Another shocking change occured when I asked ChatGPT to add a speaker button beside each chat message bubble. I had previously asked it to use text-to-speech to speak individual words when clicked. When I asked it to add a speaker button on every chat bubble , it wired them up to speak all the text in the bubble without me needing to ask.

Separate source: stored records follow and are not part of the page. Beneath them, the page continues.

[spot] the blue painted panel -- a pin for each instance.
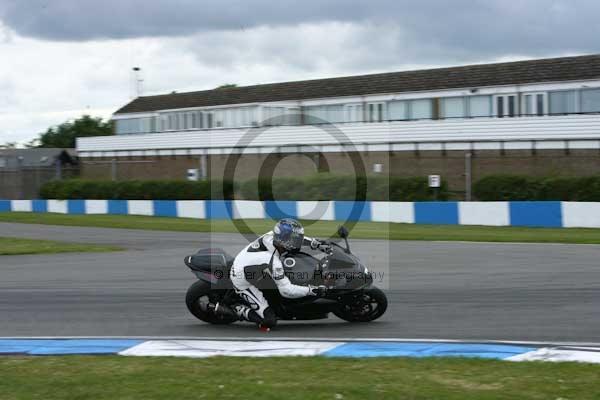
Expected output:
(436, 212)
(165, 208)
(39, 205)
(218, 209)
(65, 346)
(400, 349)
(76, 206)
(117, 207)
(352, 210)
(5, 205)
(281, 209)
(536, 213)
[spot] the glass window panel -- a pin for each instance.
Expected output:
(540, 104)
(453, 107)
(511, 106)
(335, 113)
(397, 110)
(563, 102)
(421, 109)
(590, 100)
(528, 104)
(354, 113)
(500, 106)
(480, 106)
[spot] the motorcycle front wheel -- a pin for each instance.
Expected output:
(364, 306)
(197, 299)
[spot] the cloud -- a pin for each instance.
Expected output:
(63, 58)
(488, 26)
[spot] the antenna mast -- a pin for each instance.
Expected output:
(137, 82)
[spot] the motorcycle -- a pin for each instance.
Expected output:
(351, 295)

I am missing the actual text of many of the earliest prompts I used. I didn't start recording them until I was a couple of dozen commits into the process. When I started, I didn't think I was going to make much progress using this style of "coding". I am suprised at how much I was able to accomplish by treating ChatGPT as a junior web developer.

Regardless, you can review this curated commit history of this repo to see many of the prompts I used. Any commit that starts with "PROMPT" was coded by ChatGPT from that specific prompt. If the commit starts with "asked for ...", that also means ChatGPT did the coding, but I didn't record the exact prompt.

Workflow

My workflow for each change was dead simple:

  • I wrote my plain English change request in a file called prompt.txt.

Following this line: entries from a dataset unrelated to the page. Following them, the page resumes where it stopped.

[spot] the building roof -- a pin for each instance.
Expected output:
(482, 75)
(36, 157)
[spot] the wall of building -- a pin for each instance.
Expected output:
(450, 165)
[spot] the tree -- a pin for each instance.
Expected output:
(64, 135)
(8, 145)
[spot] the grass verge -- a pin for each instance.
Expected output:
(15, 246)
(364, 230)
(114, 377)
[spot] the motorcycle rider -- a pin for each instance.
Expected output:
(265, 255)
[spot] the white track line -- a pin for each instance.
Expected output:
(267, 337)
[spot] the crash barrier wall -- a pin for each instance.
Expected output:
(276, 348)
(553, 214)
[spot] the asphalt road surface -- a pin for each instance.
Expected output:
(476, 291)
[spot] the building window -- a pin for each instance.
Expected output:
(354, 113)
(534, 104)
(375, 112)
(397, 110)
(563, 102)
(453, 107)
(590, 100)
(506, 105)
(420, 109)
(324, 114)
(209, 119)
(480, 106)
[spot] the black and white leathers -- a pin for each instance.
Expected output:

  • I fed the prompt and the entire codebase to gpt-3.5-turbo via the aichat tool.

    • cat prompt.txt chat.html | aichat -r webdev > tmp.html && cp tmp.html chat.html
  • Each time, ChatGPT returned a modified version of the codebase, implementing my requested changes.

  • I did a git diff to review what ChatGPT had changed and tried out the resulting system.

    • If it was good, git commit -F prompt.txt
    • If it wasn't right, I would use git stash to discard the changes, adjust the prompt and try again.

I used the roles feature of aichat to set up a webdev role with a system prompt like this:

I want you to act as a web development expert. I want you to answer only with code. Make the requested change to the provided code and output the changed code. MAKE NO OTHER CHANGES! Do not provide explanations!

Limitations

My workflow broke down when the size of the prompt and codebase exceeded the context window for the gpt-3.5-turbo model. I experimented with numerous other workflows to try and work around this limit, but with little consistent success.

Ultimately I refactored the js and css into their own files, and began feeding ChatGPT excerpts from the code that were relevant to each change I needed. This wasn't always successful, as it often wanted to (re)write the code that I wasn't showing it.

I look forward to GPT-4 API access, where I can take advantage of the 32k token context window.